I used to meet a young teacher, who grew up in Rockaway, at a yearly party. Ten years ago he was accepted to grad school but decided to become an early childhood teacher in a private school instead. Every year he tells me he’s very interested in what goes on in public schools and maybe one day "I’ll make the leap." I asked him "What would it take to get you to teach in the public schools?" "Control and decision making," he answered, which he feels he has a lot of at his school but that his friends in public schools complain they have little of. Throughout my 35 years in the school system the one factor left out of the school governance debate has been power of teachers to use their talent and ability to make basic decisions about how their school is run and what should go on in their classroom. In New York whether we talk about the pre-decentralization era, the decentralization era, or the current top-down administration, teachers have had little or no say unless the principal was open to it. In other words, we were at their mercy. Nothing has changed, except now principals themselves are at the mercy of the new masters of the universe and they are not happy. (We know this from the glee with which so many supervisors read the send ups of the system in Ed. Notes.) It is interesting to find teachers and supervisors suddenly in the same boat. It is also interesting that in a system of over 1200 schools, not one is run by teachers.

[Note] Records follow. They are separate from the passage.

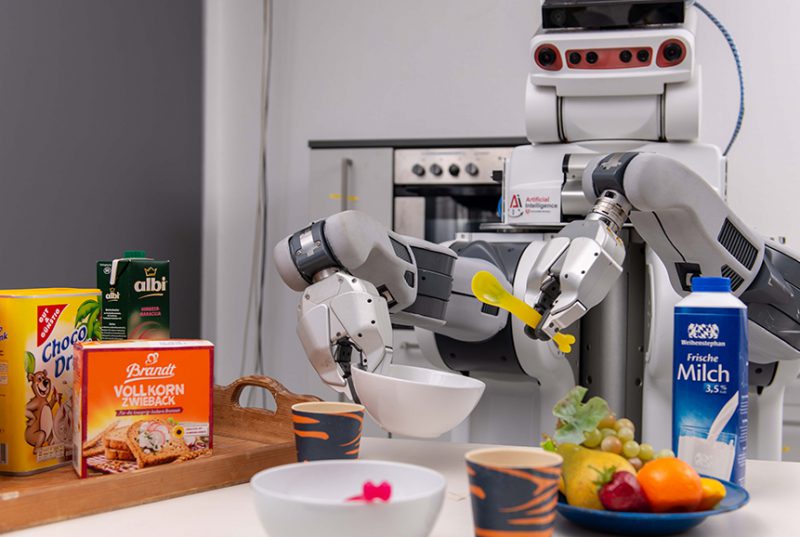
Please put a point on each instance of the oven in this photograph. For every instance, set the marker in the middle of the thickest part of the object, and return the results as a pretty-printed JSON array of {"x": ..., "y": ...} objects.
[{"x": 439, "y": 192}]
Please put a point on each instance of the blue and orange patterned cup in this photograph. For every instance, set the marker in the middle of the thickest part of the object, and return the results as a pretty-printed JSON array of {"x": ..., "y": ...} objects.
[
  {"x": 324, "y": 431},
  {"x": 514, "y": 491}
]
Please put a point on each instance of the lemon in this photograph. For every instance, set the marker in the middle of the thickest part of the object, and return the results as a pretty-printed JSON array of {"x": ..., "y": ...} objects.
[
  {"x": 713, "y": 493},
  {"x": 581, "y": 469}
]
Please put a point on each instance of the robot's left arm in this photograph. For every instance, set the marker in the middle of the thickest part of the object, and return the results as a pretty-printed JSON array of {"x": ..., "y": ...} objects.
[{"x": 689, "y": 227}]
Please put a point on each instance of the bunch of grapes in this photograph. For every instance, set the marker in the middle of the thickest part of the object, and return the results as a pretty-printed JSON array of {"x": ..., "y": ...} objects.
[{"x": 616, "y": 436}]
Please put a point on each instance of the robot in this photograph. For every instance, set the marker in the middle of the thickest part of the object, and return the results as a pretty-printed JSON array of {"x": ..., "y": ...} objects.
[{"x": 613, "y": 183}]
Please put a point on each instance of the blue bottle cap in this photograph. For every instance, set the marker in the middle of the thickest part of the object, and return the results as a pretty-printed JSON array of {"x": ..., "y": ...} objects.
[{"x": 711, "y": 284}]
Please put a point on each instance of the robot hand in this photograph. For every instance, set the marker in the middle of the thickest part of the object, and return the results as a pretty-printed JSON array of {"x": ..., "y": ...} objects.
[
  {"x": 339, "y": 313},
  {"x": 576, "y": 270},
  {"x": 354, "y": 274}
]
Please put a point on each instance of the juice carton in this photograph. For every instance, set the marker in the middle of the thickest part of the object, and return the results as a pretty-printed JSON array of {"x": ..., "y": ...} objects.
[
  {"x": 135, "y": 293},
  {"x": 38, "y": 328},
  {"x": 141, "y": 403}
]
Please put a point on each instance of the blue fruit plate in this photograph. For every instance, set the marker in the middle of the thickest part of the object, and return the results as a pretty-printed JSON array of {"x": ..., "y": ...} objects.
[{"x": 650, "y": 523}]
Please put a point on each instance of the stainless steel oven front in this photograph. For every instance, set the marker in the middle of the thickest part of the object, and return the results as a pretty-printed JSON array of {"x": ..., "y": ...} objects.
[{"x": 439, "y": 192}]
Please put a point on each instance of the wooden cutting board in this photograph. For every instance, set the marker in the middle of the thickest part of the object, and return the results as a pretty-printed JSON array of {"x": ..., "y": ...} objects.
[{"x": 246, "y": 441}]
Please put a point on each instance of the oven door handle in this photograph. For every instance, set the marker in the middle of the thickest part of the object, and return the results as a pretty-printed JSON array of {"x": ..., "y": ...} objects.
[{"x": 347, "y": 165}]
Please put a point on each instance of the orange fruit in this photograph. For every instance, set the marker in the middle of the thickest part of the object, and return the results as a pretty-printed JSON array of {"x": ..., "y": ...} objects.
[
  {"x": 713, "y": 493},
  {"x": 670, "y": 484}
]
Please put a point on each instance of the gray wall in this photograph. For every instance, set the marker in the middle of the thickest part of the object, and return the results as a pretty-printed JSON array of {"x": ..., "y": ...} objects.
[{"x": 101, "y": 141}]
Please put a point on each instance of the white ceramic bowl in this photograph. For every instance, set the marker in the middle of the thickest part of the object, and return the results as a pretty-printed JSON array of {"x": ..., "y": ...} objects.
[
  {"x": 309, "y": 499},
  {"x": 415, "y": 401}
]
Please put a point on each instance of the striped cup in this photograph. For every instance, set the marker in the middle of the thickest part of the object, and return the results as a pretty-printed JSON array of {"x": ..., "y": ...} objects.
[
  {"x": 514, "y": 491},
  {"x": 325, "y": 431}
]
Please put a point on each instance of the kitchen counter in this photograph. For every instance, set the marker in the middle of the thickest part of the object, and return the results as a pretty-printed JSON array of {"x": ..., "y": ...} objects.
[{"x": 773, "y": 509}]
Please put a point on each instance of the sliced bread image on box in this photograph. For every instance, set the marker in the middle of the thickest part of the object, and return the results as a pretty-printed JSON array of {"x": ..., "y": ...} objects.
[{"x": 154, "y": 441}]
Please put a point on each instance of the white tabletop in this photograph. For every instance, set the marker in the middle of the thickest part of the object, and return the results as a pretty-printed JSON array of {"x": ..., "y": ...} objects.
[{"x": 773, "y": 509}]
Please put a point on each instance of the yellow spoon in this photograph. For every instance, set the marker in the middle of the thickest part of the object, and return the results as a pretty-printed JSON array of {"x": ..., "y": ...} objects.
[{"x": 488, "y": 290}]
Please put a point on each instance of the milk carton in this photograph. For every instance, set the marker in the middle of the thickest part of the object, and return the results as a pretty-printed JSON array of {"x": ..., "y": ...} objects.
[{"x": 709, "y": 405}]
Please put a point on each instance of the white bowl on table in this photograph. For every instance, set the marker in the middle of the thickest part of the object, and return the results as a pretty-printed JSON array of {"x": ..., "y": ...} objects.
[
  {"x": 416, "y": 401},
  {"x": 310, "y": 499}
]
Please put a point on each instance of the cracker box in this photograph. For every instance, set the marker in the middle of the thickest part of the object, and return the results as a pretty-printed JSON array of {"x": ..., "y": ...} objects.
[
  {"x": 38, "y": 328},
  {"x": 141, "y": 404}
]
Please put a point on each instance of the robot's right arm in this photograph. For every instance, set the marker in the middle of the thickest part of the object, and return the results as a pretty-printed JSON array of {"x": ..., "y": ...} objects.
[{"x": 353, "y": 274}]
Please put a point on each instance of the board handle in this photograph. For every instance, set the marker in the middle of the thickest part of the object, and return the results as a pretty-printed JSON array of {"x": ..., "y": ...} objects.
[{"x": 258, "y": 424}]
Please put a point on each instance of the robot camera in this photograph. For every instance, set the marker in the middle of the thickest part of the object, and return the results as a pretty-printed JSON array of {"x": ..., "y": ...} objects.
[{"x": 606, "y": 14}]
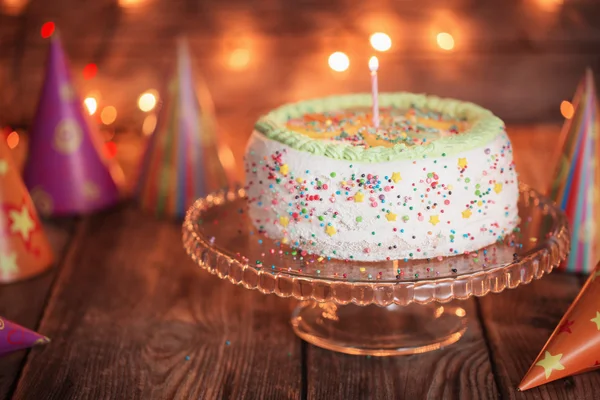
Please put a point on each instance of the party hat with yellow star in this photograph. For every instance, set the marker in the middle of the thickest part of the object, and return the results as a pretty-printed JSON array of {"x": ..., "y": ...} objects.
[
  {"x": 24, "y": 250},
  {"x": 574, "y": 346},
  {"x": 576, "y": 184},
  {"x": 14, "y": 337},
  {"x": 66, "y": 170},
  {"x": 182, "y": 160}
]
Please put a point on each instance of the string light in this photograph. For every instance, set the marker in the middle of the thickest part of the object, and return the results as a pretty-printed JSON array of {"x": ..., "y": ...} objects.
[
  {"x": 47, "y": 29},
  {"x": 90, "y": 71},
  {"x": 381, "y": 41},
  {"x": 12, "y": 140},
  {"x": 91, "y": 104},
  {"x": 445, "y": 41},
  {"x": 131, "y": 3},
  {"x": 147, "y": 100},
  {"x": 111, "y": 149},
  {"x": 566, "y": 109},
  {"x": 239, "y": 59},
  {"x": 339, "y": 61},
  {"x": 108, "y": 115}
]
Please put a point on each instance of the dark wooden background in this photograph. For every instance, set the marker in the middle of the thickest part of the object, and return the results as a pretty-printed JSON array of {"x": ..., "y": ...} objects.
[
  {"x": 520, "y": 58},
  {"x": 124, "y": 306}
]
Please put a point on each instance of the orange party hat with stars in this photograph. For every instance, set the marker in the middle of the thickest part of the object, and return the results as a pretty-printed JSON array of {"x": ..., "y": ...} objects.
[
  {"x": 24, "y": 249},
  {"x": 574, "y": 346},
  {"x": 67, "y": 170}
]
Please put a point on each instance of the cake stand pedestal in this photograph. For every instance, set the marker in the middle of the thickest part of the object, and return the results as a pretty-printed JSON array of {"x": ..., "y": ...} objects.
[{"x": 373, "y": 308}]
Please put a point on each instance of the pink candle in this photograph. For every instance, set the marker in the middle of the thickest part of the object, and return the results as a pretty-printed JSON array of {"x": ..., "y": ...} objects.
[{"x": 373, "y": 65}]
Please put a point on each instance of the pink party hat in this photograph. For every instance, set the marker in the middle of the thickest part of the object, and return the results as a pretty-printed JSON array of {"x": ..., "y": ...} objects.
[
  {"x": 181, "y": 162},
  {"x": 576, "y": 183},
  {"x": 14, "y": 337},
  {"x": 66, "y": 170}
]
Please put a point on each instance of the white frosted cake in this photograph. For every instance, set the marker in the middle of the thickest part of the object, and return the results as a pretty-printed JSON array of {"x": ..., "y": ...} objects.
[{"x": 436, "y": 178}]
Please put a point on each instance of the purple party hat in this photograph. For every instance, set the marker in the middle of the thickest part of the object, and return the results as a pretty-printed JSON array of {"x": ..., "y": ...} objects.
[
  {"x": 181, "y": 162},
  {"x": 66, "y": 170},
  {"x": 14, "y": 337}
]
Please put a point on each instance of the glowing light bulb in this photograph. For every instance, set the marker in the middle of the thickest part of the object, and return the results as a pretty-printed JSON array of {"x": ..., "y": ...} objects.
[
  {"x": 373, "y": 64},
  {"x": 108, "y": 115},
  {"x": 12, "y": 140},
  {"x": 381, "y": 41},
  {"x": 90, "y": 71},
  {"x": 47, "y": 29},
  {"x": 339, "y": 61},
  {"x": 239, "y": 59},
  {"x": 147, "y": 100},
  {"x": 566, "y": 109},
  {"x": 131, "y": 3},
  {"x": 91, "y": 104},
  {"x": 445, "y": 41}
]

Years ago, we advocated that the UFT sponsor charter schools run by teachers as a way to put the system in the hands of teachers and Randi Weingarten briefly flirted with the idea, even forming a committee to address the issue. It has always been our position that teachers have the most vested interest in well-run, well managed schools, even more than parents. You see, parents are mostly interested in their own children and naturally lose interest in the school when their children leave. Teachers, stuck facing life sentences, in their own self interest want to see their schools well run and  face helpless frustration at seeing dumb decisions or seeing money wasted because they have so little say. Now we know that some teachers are perfectly happy to be told what to do and want no part of management. Fine. There are plenty of schools for them to work in.

But for those teachers with an entrepreneurial sense of adventure and a wish to create a different learning environment we propose that the DOE offer them an opportunity to run their own schools with the power to choose their principal.

We issue this challenge:  Take twenty difficult schools and let teachers run ten of them with the promise they will have complete control over these school for five years. Let the other ten be managed by the DOE. Compare the results after those five years. I’m betting on the teachers. By a longshot.